Inaccurate MAR Documentation for Medications After Resident Transfer
Penalty
Summary
The deficiency involves the facility’s failure to maintain an accurate medical record regarding medication administration for a resident with severe cognitive impairment and multiple diagnoses, including acute respiratory failure with hypoxia, hypertension, and bipolar disorder. The resident was admitted in late September and discharged in early March. On the day of discharge, nursing documentation shows that the resident was transferred to a local hospital in the mid-afternoon due to behavioral symptoms, with a discharge note at 3:33 PM and a nursing progress note at 3:38 PM confirming that EMTs responded to a 911 call, the resident’s guardian consented to transfer, and the physician and DON were notified.
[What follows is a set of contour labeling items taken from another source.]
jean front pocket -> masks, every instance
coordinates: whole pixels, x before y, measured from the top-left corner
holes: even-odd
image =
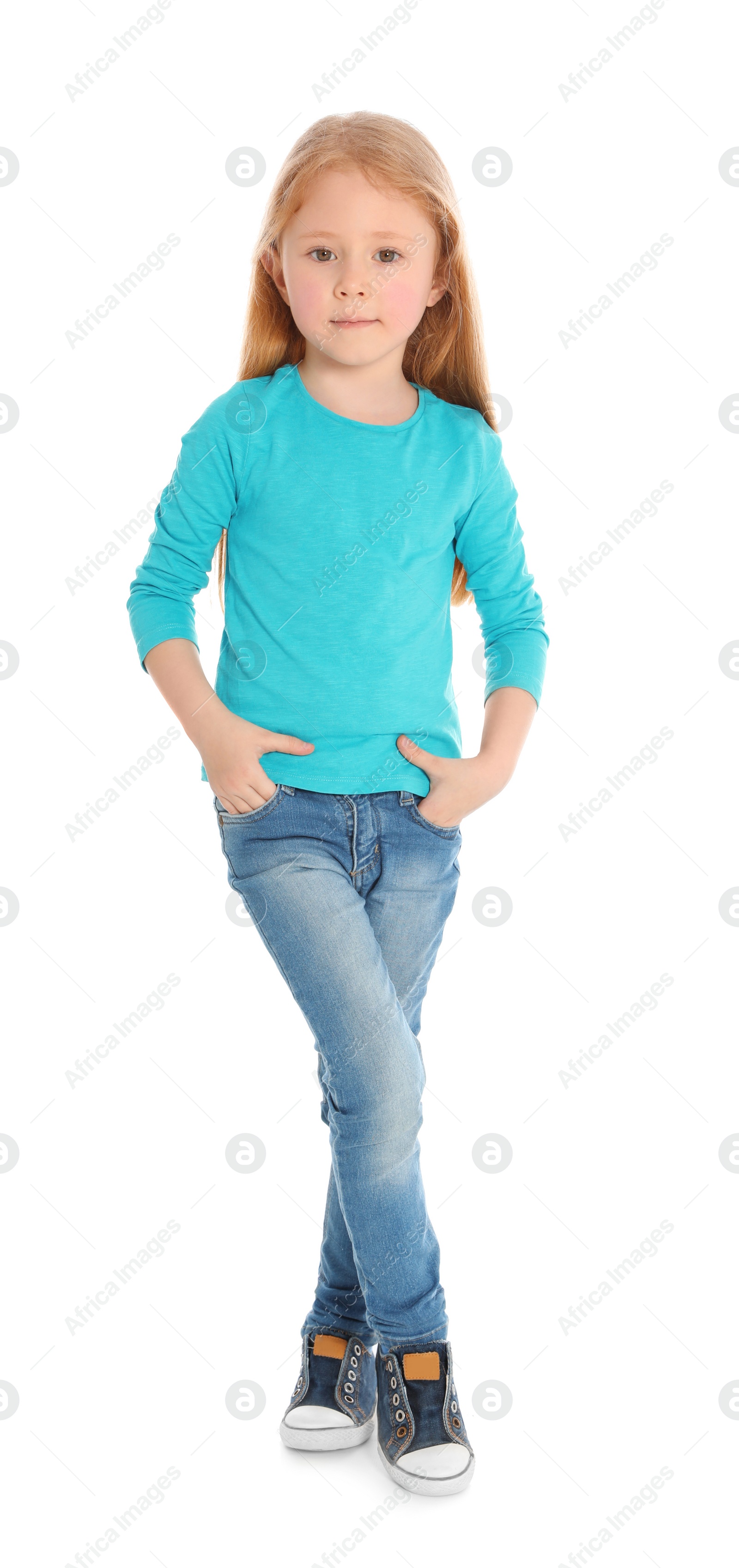
[[[217,795],[213,795],[213,806],[218,815],[220,826],[232,828],[235,826],[235,823],[243,825],[248,822],[262,822],[264,817],[268,817],[270,812],[275,811],[276,806],[279,806],[282,797],[284,797],[282,786],[278,784],[275,795],[270,795],[270,798],[265,800],[264,806],[257,806],[256,811],[223,811]]]
[[[430,833],[435,833],[439,839],[457,839],[457,837],[461,839],[461,833],[460,833],[458,826],[457,828],[441,828],[436,822],[428,822],[428,817],[422,817],[420,815],[420,811],[416,806],[416,803],[413,803],[413,806],[411,806],[411,817],[413,817],[414,822],[419,822],[422,828],[428,828]]]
The resident was transported to the hospital via stretcher and was no longer in the facility after that time. Despite the resident’s transfer out of the building that afternoon, the March Medication Administration Record (MAR) documented that bedtime doses of magnesium oxide 400 mg BID for hypomagnesemia, metoprolol tartrate 100 mg BID for tachycardia, and Seroquel 25 mg BID for bipolar disorder were administered by an LPN at bedtime that same day. The LPN assigned to the second shift stated that bedtime medications were to be given at 9 PM, with a one-hour window before or after, but could not recall whether the resident was in the building around that time. The DON confirmed that the facility’s bedtime medication administration window was between 7 PM and 10 PM and, upon reviewing the MAR and progress notes, questioned how the medications could have been administered when the resident had already been transferred to the hospital, indicating that someone documented administration of medications after the resident had been discharged from the facility.